Legal Widow

We got an exciting letter the other day from one of the Lawyer’s old firms, inviting him to a reunion of past employees. Like a school reunion, said the Lawyer, except without any surprises, as it’s fairly certain that if you were doing commercial property back in 1985, you’ll still be doing it now, but with less hair (and that holds good if you’re a female lawyer). And your kids will just be older.

“They’ll be at work, Dad, if they were kids in 1985,” Subjudice pointed out. This made the Lawyer feel so old he had to go out and play a hearty round of golf before recovering enough to look at the letter again. I could tell he wasn’t keen.

“It’s all so… perky,” he said. “Why do I want to see these people again? I mean, I left, didn’t I? What bit about ‘I’m leaving for a better life’ didn’t I make clear?”

I said he shouldn’t sneer, as we’re all desperately looking for a community nowadays, and the success of The Office shows that the office is where most of our life actually happens, and that this was a warm gesture reaching out to people to remind them of good times in their past.

Yes, he said, but that suggests that the office is actually fun, and he didn’t remember too many games of wastepaper bin stilt-walking or directors’ chair derby going on. “Most office friendships are based on having grievances in common,” he said. “Like sharing a secretary, or the rubbish boss, or having no car parking space.” I said he had a nasty, suspicious lawyer’s mind, and Deminimus asked if lawyers actually knew how to have fun, which sent him off into another slough of despond.

Look at Liability, I said. She got 40 Christmas cards last year, and she’s only seven (which means that I’ve got another few years of writing out 40 cards in return, curse it), and if she keeps in touch with only 10 per cent of her classmates and ballet class buddies, she’s got four friends for life already.

“You won’t see me for dust once I leave school,” said Subjudice darkly, and went off to read The Great Gatsby.

“Lawyers have got to work harder at having friends, anyway,” said Deminimus. “I read that they’re some of the least-connected people in business. Party organisers and band managers know the most people, except the band managers can never find their telephone numbers, and teachers come next, but only because they know so many children so they’re always bumping into people they know at Sainsbury’s.”

Silence followed. “Are lawyers made to have friends, Daddy?” asked Liability, and the Lawyer groaned and ran off.

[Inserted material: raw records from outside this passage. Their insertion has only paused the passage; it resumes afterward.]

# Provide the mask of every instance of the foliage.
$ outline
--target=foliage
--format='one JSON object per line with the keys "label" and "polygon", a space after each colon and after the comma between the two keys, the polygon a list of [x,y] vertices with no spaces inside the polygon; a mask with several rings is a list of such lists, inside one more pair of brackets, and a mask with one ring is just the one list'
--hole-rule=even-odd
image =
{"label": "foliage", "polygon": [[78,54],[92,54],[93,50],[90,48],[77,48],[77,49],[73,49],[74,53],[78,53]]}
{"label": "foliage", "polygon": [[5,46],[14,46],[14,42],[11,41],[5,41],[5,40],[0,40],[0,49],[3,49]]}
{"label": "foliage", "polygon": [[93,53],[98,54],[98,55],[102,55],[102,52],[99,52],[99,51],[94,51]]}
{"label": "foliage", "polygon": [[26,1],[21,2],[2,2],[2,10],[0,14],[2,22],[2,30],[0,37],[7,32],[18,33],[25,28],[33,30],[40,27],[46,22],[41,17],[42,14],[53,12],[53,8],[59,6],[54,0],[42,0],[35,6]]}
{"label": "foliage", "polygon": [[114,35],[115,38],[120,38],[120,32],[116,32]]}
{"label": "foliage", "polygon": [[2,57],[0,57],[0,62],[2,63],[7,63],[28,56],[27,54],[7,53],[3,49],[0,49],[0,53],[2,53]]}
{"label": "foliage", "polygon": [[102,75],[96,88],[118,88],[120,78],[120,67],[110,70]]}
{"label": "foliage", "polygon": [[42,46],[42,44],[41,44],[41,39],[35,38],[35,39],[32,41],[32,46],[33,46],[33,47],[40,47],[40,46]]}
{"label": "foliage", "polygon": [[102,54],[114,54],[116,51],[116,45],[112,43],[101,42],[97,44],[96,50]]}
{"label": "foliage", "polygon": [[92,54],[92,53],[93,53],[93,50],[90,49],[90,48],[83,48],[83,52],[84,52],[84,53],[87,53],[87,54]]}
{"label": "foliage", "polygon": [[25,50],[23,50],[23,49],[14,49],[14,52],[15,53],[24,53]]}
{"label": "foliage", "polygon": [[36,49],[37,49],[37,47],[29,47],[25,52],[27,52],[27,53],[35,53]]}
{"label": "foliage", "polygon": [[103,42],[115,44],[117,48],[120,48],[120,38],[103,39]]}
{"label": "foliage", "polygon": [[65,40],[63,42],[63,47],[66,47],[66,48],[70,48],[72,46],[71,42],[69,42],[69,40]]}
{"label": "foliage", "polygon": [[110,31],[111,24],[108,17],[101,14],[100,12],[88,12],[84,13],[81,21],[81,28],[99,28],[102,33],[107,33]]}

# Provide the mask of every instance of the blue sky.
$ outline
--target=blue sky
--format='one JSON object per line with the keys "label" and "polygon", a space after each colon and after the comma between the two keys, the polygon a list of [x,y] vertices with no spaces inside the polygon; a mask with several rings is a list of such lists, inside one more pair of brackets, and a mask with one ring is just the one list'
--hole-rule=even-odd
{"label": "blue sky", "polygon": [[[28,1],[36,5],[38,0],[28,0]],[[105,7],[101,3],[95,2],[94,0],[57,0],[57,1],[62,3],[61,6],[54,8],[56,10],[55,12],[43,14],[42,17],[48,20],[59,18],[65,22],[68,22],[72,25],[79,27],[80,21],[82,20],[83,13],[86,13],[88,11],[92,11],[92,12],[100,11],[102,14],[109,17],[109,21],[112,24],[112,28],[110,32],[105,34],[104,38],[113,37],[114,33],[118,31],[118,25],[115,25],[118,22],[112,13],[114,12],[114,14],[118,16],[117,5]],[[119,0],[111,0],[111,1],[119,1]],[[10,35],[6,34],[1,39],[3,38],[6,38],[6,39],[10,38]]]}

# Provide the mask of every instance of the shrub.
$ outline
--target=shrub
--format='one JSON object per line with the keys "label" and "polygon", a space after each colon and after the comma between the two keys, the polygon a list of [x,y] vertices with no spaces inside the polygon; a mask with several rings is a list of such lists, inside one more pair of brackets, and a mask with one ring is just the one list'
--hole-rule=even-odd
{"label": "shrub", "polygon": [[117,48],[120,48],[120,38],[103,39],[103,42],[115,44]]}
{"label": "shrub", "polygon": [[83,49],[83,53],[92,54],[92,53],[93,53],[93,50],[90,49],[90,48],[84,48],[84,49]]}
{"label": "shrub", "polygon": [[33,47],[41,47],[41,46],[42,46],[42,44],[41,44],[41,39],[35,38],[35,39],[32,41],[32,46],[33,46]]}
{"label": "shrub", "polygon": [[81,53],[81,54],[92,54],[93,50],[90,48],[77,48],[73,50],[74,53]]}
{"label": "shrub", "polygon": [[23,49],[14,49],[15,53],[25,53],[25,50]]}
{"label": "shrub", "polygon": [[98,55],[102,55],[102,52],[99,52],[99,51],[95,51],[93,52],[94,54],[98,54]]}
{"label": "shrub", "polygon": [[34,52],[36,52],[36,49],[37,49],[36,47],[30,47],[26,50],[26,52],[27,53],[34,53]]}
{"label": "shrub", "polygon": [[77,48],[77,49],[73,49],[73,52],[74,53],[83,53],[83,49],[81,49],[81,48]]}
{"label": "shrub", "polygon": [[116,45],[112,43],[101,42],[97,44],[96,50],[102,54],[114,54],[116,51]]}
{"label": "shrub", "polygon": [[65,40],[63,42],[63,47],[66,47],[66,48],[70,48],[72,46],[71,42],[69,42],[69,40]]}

I found him scanning the website of his old firm, where no mention was made of the alumni project. “What if it’s a hoax? What if I turn up and there’s no one else there and everyone laughs at me?” Good grief, it must be awful being a lawyer, if that’s the way they think. “Ring some old colleagues,” I said. “See if they have such a jaundiced view of the past as you.”

So he did – and was on the phone for hours. “It’s going to be great,” he said. “All the guys from the old days are going.” The way that lawyers circulate professionally, even with their pathological aversion to change, a gathering like this will be like meeting everyone he’s ever worked with. All at once. Just think of all the things they’ll have to complain about.